Old and New Friends. Encounters and Reencounters

Jun 6, 2019 | Articles

Naomi Uman


Even though it might be a weary thing to say, programming is more than bringing films together and showing them. Over the ten years of life of this festival, one of the things that has left a mark on us is the close link that we develop with the filmmakers. For months, we engage in long-distance conversations in order to fix every detail, and when finally meet each other in person it’s like seeing the face of a pen pal for the first time, or bumping into an old acquaintance.
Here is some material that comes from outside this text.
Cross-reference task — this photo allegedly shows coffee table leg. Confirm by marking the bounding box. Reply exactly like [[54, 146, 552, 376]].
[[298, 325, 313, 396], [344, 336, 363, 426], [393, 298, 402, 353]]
That’s why those who visited us in the past are always present in one way or another, and many times the moments spent with some of our filmmaker friends seep into our conversations.
Because of this –and also because we don’t think that having dedicated a solo program to an artists should mean our doors are closed to following the evolution of their work– our relationship with the filmmakers has continued to grow, and has grown stronger through our thematic programs of the recent editions. This year, for our 10th anniversary, we’ve decided to purposely design a program that’s intended to be a meeting point for –and with– those old friends, but also an invitation to look on to the future. And that gaze on to the future are the new friends, these filmmakers with which we wish to build a powerful link, in accordance with that intuition that goes hand in hand with affinity.
Our first program, entitled THE LIGHT IN THE CAMERA, reunites us with Saul Levine, who visited us in 2016, and who still is a guiding figure in ethic and aesthetic terms. All his works were made with a super 8 camera –today, we rediscover it with a new chapter of his Light Licks, a series that is dedicated to the light that, coming from different places, fills the screen. In addition to this, new generations of filmmakers are invited to the gathering: the Venezuelan artist Valentina Alvarado, who looks for light where it doesn’t exist –in the blackouts that take place in Maracaibo, her hometown. Bruno Delgado Ramo uses the intimacy that super 8 can provide to go on a trip inside his own room –he surprises with unexpected framing, with optical illusions, with the light that travels around in a restricted space. In 2012, we dedicated The New Monster, a program on collage in animation, to Lewis Klahr and Janie Geiser, who is now back with her Fluorescent Girl: a found image, a reflection, an image that clings to the eye and won’t let go. This program has a friend in the distance: Robert Todd. We look forward to getting to know better his work on 16mm on the possibilities of light and the 16 camera.
Our second program LINES AND TRAJECTORIES brings back some of our new impressionists of 2016, from a new perspective where movement, real or virtual, is crucial. We’ll have Dan Browne’s Lines of Force, the colourful and beautiful gesture of the Parisian fountains signed by Stephen Broomer (who visited us in 2017, too), and the glitch impressionism of Jacques Perconte, who joined us to present a performance and an installation. Jodie Mack is back, too –since her visit in 2014, she has been present almost every year through her prolific and boundless animated imagery. Malena Szlam, who in 2014 shared with us her Lunar Almanac, included in the Media City program, is also back to take us on an incredible journey to the Chilean landscape with her breathtaking piece Altiplano. We’ve also brought back our beloved Naomi Uman, who left a deep mark in A Coruña in 2012 through her solo program and the workshop she offered. Now she is back with two works in progress: one illustrates her most humanist approaches (animalist, in this case), and the other shows her interventions on found footage. Last, but not least, we’ve welcomed two new but already loved friends: Jeanette Muñoz, who shared with us her project Puchuncaví (a place that’s many places, a place that’s an idea), and Stefano Canapa, whose experimentation with sound in analogue cinema draws lines on the screen –lines that reflect a reaction to the optic sound signals.